# My Lab's version of Pinerest



## Kerryann (May 1, 2012)

My lab kept pulling her lassie move with me this morning. Normally when she tries to get me to follow her we end up at the treat jar, but this morning she took me out to see her version of Pinerest. She had everything she loved in one area 

She was so proud of her little pinerest collection and had to show it off. I found it funny. She has all of her favorite chew bones, her dreidel, her pillows, her ball, and my other dog's zuzu pet (she loves to play with it to annoy him). 





My proud girl with her collection


----------



## Yvonne G (May 1, 2012)

Aren't they funny! gotta luv 'em.


----------



## lisa127 (May 1, 2012)

That's adoreable! My dog Cocoa does the same thing. She gets me to follow her all the time and like you, we usually end up by the cabinet where the treats are....lol.


----------



## Kerryann (May 1, 2012)

lisa127 said:


> That's adoreable! My dog Cocoa does the same thing. She gets me to follow her all the time and like you, we usually end up by the cabinet where the treats are....lol.



I sometimes lock my schnauzer in a room when I leave it so sometimes she is taking me on a rescue mission. She is very good at that. Once she learned I would follow her she started the whole "timmy fell into the treat jar" routine. 
My morning routine is to lock down the house so they only have access to the main floor and lock them out of the theater room. Every morning I say get your bones, and she is smart enough to collect all of her things she will want in a day.  This morning she had to bring a couple bones down from upstairs and her dreidel was in the theater room. She was very proud of her little collection and it was so frickin cute.


----------



## lisa127 (May 1, 2012)

When my dogs were pups, I like a lot of people potty trained using treats. Cocoa is turning 11 years old this year and she still gets a treat when she comes in from going potty. Sometimes though she asks to go outside just to get a treat. I know this because I let her out and then watch her from the kitchen window. she goes out the door to the middle of the yard, makes an immediate U turn and comes right back to the door to be let in!! lol

Cocoa continously looks back at me to make sure I'm still following her. Does your dog do that?


----------



## Momof4 (May 1, 2012)

So cute!! I love labs!


----------



## Kerryann (May 1, 2012)

lisa127 said:


> When my dogs were pups, I like a lot of people potty trained using treats. Cocoa is turning 11 years old this year and she still gets a treat when she comes in from going potty. Sometimes though she asks to go outside just to get a treat. I know this because I let her out and then watch her from the kitchen window. she goes out the door to the middle of the yard, makes an immediate U turn and comes right back to the door to be let in!! lol
> 
> Cocoa continously looks back at me to make sure I'm still following her. Does your dog do that?

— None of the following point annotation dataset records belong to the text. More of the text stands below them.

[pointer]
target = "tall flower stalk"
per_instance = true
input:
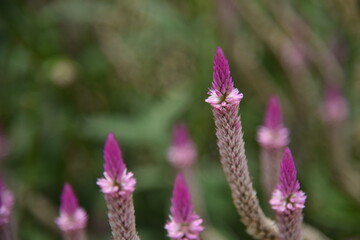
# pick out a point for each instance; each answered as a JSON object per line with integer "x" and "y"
{"x": 225, "y": 101}
{"x": 118, "y": 186}
{"x": 288, "y": 201}
{"x": 72, "y": 220}
{"x": 273, "y": 137}
{"x": 184, "y": 223}
{"x": 6, "y": 204}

yah she will side step, look at me, and then keep going.


----------



## lisa127 (May 1, 2012)

They're awesome, aren't they?


----------



## Kerryann (May 1, 2012)

Yah I love my dogs


----------



## Niki (May 1, 2012)

Love it.. My dog Stella has a dreidel toy... Her favorite!


----------



## dmmj (May 1, 2012)

I think timmy's in the treat jar, quick lets go look.


----------



## ALDABRAMAN (May 4, 2012)




----------